Hey Sis! I'm sorry your having a rough time of late. Just like a rollercoaster up and down. I hate that for you. I wrote a comment yesterday but it's not posted, and when I went to post today it said 0comments and there was one. Oh well. I love that song and had to listen to it yesterday a few times along with some other Worship songs I have downloaded. I still get goose bumps when I hear or sing the song You are Holy (Prince of Peace) I miss church. I love ya chick! Hang in there a better day is just around the corner! 18 more that is cuz in 18 days I am going to be there Wooo Hoooo!!!!!!
Just wanted to say that I am still reading everyday and I love you. I wish I lived close, so that I could actually see you and hang with you. I would love that! Love you.
Hi, Mommy!
The past few days have been really hard for me too. The 2 days before the 18th especially. Not sure why... but they were.
And I highly doubt Son # 2 has really just "gotten over it". What a dork.
Anyway... you're kind of a creeper about George Clooney, but I'll see what I can do to introduce you guys.

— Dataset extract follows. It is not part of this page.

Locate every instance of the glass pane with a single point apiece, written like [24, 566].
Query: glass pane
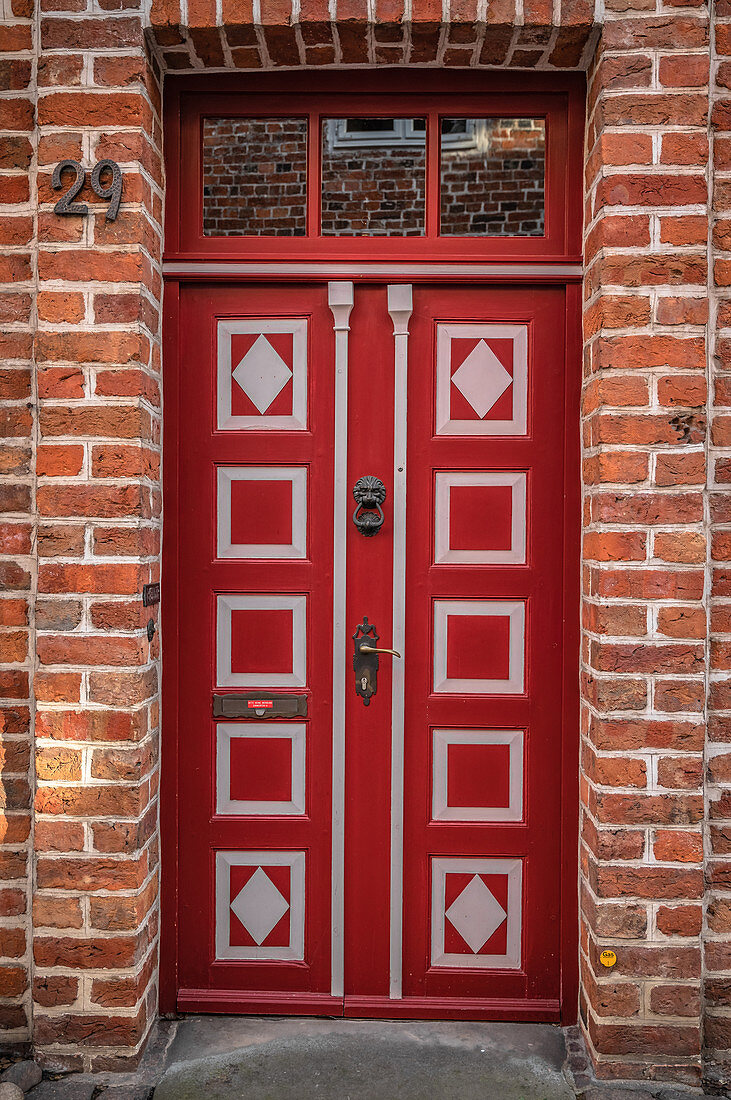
[493, 175]
[373, 177]
[254, 177]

I'm pretty famous up here in Waco, so it shouldn't be too hard. I'll pull a couple of strings for you.
I love you mucho mucho mucho. And I'll talk to you soon.

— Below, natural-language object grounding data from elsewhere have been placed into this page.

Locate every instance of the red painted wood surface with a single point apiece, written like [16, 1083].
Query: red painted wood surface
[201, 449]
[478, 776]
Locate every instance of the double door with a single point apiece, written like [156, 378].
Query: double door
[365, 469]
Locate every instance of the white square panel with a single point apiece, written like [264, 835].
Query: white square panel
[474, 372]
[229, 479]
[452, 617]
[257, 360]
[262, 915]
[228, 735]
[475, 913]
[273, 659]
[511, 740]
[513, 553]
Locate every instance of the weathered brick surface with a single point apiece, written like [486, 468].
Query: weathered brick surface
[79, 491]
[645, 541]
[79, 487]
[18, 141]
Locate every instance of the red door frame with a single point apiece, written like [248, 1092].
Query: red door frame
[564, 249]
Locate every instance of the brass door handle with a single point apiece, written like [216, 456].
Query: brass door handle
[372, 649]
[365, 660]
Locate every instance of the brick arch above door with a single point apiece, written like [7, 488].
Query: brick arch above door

(Countdown till I see you: 3 days!)
Wondered where you were yesterday. I'm so sorry about the last couple of days and about what #2 said. It may just be his way of processing??
(On another note, I have ALWAYS had a thing for Mr. Clooney and have that same issue of TV Guide!! I have a Pavlov's dogs reaction myself and am not the least bit ashamed to admit it!!)
Hope today will be a bit easier for you. Will continue to pray for you and the kids.
AC
I agree with you. George is easy on the eyes.
Lisa B.
I have the good fortune to see that smiling face in a coffee and a Campari commercial! Lucky me.
Hiya.
Tough couple of days here too:(
Wish we could just have a margarita together. (..and we can both rehab together too;)
I think the thing about George is that impish twinkle in his eyes! You can't help but grin when you see it. I'm glad he makes you smile.
Anyhow...I love you.
Lis
I think you should rent all of the "Ocean's" movies, open a bottle of wine, and enjoy. (We have those movies if you want to save a trip to Blockbuster!)